Cumhurbaşkanı Erdoğan, Beştepe Millet Kongre ve Kültür Merkezi'nde Tarım ve Orman Bakanlığınca düzenlenen Devlet Su İşleri (DSİ) tarafından yapımı tamamlanan 564 Tesisin Toplu Açılış Töreni'nde konuştu.
DSİ tarafından 77 şehirde yapımı tamamlanan eserlerin hayırlara vesile olmasını dileyen Cumhurbaşkanı Erdoğan, sekizi baraj, 48'i gölet, biri yer altı barajı, 115'i sulama tesisi, 26'sı içme suyu tesisi, biri hidroelektrik santral ve 15 arazi toplulaştırma ve tarla içi geliştirme hizmeti ile 350'si taşkın kontrol tesisi olmak üzere toplam yatırım bedeli 98 milyar lira olan eserlerle 185 milyon metreküp hacminde su depolama kapasitesinin geliştirileceğini söyledi.
ERDOĞAN: CİDDİ BİR KATKI VERECEĞİZ
1 milyon 147 bin dekarlık arazinin sulamaya açılacağını belirten Cumhurbaşkanı Erdoğan, şu ifadeleri kullandı: "Ayrıca yıllık 224 milyon metreküp içme suyu sağlamış, günlük 402 bin metreküp içme suyu arıtma kapasitesi ilave etmiş oluyoruz. Yine 484 meskûn mahal ve 348 bin dekarlık araziyi taşkın zararlarından koruyor, 128 milyon kilovatsaat hidroelektrik enerji üretiyor, 3 milyon 54 bin dekar alanın tescilini yapıyoruz. Tamamlanan 564 yeni tesisimizle Türkiye ekonomisine yıllık 18 milyar lira tutarında ciddi bir katkı vereceğiz. Bu projeler arasında öne çıkan Yozgat İnandır Barajı'nın, Mersin Sorgun Barajı'nın ve Isparta, Yenişarbademli Şehit Gökhan Eriç Barajı'nı açılışlarını da inşallah birazdan canlı bağlantılarla gerçekleştireceğiz."

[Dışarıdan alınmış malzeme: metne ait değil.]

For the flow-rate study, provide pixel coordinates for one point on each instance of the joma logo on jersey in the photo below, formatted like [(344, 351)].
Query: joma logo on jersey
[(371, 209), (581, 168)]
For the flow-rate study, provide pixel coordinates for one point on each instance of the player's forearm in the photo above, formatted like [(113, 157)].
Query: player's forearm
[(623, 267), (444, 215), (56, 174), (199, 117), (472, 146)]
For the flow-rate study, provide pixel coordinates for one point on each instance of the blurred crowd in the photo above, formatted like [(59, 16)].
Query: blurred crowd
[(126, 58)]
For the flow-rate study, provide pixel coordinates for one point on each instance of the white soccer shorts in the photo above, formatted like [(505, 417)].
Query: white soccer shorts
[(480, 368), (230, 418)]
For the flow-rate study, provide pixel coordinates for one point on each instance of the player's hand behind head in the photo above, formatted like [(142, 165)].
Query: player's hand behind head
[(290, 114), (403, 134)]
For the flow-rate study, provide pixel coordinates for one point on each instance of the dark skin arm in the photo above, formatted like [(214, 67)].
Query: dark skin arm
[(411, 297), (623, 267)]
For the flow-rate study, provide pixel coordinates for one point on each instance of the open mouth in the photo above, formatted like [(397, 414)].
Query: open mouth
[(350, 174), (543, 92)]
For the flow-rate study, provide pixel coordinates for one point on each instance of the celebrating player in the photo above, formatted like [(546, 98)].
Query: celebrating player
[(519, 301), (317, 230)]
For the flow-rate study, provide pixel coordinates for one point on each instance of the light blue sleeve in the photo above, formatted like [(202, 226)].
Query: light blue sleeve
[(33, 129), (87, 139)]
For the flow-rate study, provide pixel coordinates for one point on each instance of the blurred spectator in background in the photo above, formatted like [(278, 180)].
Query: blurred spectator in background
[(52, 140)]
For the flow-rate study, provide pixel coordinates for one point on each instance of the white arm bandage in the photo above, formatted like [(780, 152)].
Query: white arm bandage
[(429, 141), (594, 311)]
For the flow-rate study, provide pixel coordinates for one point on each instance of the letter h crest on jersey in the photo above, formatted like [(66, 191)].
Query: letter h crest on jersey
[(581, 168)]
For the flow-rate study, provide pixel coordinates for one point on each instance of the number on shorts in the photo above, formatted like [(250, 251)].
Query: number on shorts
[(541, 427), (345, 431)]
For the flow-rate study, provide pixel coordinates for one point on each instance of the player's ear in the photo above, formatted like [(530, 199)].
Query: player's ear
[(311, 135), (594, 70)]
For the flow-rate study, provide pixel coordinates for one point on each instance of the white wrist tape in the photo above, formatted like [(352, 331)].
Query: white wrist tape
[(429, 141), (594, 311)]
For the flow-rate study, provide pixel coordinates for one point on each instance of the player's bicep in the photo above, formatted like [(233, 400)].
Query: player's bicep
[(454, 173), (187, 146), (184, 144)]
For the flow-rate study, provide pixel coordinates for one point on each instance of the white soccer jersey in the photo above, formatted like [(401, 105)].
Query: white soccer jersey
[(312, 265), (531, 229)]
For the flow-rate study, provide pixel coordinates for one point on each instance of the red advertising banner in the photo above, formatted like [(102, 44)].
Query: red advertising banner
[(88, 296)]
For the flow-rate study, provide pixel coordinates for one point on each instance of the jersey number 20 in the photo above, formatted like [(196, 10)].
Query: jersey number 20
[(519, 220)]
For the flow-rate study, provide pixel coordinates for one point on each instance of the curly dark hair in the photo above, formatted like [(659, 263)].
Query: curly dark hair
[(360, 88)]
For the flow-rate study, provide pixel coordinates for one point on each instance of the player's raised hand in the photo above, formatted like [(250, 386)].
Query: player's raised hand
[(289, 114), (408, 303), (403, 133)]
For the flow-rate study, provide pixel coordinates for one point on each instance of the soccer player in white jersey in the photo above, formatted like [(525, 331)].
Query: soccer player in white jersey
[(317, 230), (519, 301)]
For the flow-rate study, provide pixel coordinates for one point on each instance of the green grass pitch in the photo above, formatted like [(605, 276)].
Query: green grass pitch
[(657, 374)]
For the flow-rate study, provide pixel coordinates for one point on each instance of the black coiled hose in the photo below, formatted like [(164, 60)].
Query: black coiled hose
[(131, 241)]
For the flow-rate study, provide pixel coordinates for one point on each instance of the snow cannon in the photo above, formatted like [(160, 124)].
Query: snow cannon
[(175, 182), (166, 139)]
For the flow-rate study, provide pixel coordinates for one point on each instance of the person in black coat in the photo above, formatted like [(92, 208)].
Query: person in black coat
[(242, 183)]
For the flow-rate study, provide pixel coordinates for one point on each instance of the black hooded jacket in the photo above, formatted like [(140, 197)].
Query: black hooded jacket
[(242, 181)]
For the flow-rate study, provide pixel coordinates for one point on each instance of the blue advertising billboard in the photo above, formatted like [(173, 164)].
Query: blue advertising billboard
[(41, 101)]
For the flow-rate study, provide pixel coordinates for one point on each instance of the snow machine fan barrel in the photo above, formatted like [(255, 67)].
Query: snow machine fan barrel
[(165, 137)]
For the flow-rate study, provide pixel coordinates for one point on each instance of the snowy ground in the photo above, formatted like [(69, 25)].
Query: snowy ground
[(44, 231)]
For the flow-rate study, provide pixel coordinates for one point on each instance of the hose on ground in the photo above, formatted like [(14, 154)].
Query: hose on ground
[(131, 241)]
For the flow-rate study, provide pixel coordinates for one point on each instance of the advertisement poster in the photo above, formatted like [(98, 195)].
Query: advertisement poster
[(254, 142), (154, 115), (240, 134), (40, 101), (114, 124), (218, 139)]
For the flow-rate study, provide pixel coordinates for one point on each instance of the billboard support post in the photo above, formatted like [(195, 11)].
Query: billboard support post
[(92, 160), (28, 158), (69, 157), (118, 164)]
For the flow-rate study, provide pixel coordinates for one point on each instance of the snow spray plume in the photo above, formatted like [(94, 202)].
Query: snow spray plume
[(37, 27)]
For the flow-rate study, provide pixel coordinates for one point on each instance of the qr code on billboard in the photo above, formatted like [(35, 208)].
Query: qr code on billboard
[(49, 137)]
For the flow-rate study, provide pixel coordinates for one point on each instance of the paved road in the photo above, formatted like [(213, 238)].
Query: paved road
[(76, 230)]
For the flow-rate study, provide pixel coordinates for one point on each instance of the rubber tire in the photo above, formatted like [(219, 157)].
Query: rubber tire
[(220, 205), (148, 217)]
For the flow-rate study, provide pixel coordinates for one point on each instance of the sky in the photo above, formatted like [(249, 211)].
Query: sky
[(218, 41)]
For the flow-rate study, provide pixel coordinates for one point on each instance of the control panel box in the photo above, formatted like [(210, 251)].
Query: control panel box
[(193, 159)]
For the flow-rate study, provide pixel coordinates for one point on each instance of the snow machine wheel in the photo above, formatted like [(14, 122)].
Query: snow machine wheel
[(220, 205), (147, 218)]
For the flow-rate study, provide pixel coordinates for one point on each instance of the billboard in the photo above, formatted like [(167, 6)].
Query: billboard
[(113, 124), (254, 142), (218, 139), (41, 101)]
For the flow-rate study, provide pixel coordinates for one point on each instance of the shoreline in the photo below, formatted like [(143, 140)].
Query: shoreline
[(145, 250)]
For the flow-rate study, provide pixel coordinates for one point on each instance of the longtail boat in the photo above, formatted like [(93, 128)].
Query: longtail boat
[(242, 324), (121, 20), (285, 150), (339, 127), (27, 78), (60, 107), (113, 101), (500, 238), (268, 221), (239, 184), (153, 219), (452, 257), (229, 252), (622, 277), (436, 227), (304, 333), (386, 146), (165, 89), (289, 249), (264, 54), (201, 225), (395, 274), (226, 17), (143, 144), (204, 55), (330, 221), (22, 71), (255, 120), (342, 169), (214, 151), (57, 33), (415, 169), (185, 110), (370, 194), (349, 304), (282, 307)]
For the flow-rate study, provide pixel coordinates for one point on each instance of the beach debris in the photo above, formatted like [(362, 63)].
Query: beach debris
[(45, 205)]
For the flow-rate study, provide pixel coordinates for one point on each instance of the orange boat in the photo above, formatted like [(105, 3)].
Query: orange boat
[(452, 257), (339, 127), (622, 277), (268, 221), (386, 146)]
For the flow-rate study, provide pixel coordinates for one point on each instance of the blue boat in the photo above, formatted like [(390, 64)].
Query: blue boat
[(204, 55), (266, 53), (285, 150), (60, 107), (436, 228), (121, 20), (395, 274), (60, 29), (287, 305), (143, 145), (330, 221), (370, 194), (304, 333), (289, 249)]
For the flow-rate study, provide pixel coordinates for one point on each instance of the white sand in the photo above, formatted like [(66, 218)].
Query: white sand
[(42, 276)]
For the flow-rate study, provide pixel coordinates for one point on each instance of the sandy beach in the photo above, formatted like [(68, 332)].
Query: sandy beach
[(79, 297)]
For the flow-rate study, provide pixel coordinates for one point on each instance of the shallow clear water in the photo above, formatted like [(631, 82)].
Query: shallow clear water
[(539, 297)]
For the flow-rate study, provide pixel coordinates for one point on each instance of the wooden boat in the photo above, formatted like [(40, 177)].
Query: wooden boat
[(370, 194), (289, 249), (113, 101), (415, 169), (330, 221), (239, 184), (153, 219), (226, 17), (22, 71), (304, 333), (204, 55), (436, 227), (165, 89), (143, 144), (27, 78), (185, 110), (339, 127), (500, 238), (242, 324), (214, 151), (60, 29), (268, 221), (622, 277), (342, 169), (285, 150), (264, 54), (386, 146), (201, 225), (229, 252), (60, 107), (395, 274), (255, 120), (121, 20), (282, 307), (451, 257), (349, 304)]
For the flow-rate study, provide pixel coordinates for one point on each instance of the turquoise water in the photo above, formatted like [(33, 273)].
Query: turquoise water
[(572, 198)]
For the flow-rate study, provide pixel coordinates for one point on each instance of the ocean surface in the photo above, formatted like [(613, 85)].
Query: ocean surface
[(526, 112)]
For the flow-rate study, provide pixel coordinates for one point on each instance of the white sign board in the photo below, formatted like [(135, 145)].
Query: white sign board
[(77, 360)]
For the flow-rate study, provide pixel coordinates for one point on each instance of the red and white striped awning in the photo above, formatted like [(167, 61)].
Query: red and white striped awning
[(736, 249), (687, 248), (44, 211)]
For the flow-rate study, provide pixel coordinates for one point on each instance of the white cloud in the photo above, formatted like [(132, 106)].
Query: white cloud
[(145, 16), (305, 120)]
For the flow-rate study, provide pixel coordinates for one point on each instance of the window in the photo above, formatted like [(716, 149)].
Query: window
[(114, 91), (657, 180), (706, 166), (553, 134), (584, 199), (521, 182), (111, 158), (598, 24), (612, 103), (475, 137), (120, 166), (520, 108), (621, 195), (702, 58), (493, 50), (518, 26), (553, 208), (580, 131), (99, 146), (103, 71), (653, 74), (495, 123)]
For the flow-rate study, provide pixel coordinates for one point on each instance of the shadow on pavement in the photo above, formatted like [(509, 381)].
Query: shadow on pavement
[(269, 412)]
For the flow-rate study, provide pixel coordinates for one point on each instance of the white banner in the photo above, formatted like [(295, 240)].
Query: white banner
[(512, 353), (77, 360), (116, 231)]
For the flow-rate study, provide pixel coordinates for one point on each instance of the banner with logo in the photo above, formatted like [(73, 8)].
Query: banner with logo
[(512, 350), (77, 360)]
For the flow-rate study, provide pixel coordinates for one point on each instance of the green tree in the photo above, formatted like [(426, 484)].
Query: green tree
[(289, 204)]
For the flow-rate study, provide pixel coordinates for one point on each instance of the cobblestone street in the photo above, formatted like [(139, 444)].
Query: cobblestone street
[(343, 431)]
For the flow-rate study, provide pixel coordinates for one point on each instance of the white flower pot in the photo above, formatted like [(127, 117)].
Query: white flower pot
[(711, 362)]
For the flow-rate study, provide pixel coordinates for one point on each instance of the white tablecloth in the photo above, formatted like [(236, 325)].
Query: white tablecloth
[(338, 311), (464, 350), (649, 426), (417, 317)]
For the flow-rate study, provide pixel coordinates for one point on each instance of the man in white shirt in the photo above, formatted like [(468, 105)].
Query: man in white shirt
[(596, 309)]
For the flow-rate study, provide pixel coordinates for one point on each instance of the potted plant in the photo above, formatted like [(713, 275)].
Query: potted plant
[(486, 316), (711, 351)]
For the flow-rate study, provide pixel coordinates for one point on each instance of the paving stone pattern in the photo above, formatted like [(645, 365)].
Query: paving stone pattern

Cumhurbaşkanı Erdoğan, projenin hayata geçirilmesine vesile olan Tarım ve Orman Bakanlığı, Devlet Su İşleri Genel Müdürlüğü ve yüklenici firmalarına ayrı ayrı teşekkür ederek, işçisinden mühendisine, bu yatırımların tamamlanmasında sorumluluk üstlenen, emek veren, alın teri döken herkese teşekkür etti.
“ÜCRETSİZ SU DAĞITMAK İÇİN SU VAKIFLARI KURDUK”
Suyun hem inanç hem tarih hem de kültür dünyasında hayati bir yer tuttuğunu anımsatan Cumhurbaşkanı Erdoğan, şöyle devam etti: "Öyle ki tarih boyunca kurduğumuz medeniyet bahçelerini suyla yeşerttik. Evlerimizi, şehirlerimizi, meydanlarımızı suyun bereketiyle şenlendirdik. Camilerimizi, sokaklarımızı, caddelerimizi su yollarıyla, çeşmelerle, şadırvanlarla donattık. Bahçelerimizi su kanallarıyla, havuzlarla, fevvarelerle süsledik. Su yollarının bakım ve inşasının yanında halka ücretsiz su dağıtmak için su vakıfları kurduk. Bunun da ötesine geçerek, millet olarak aşkımızı, tutkumuzu, sevdamızı suyla anlattık, suya nakşettik.”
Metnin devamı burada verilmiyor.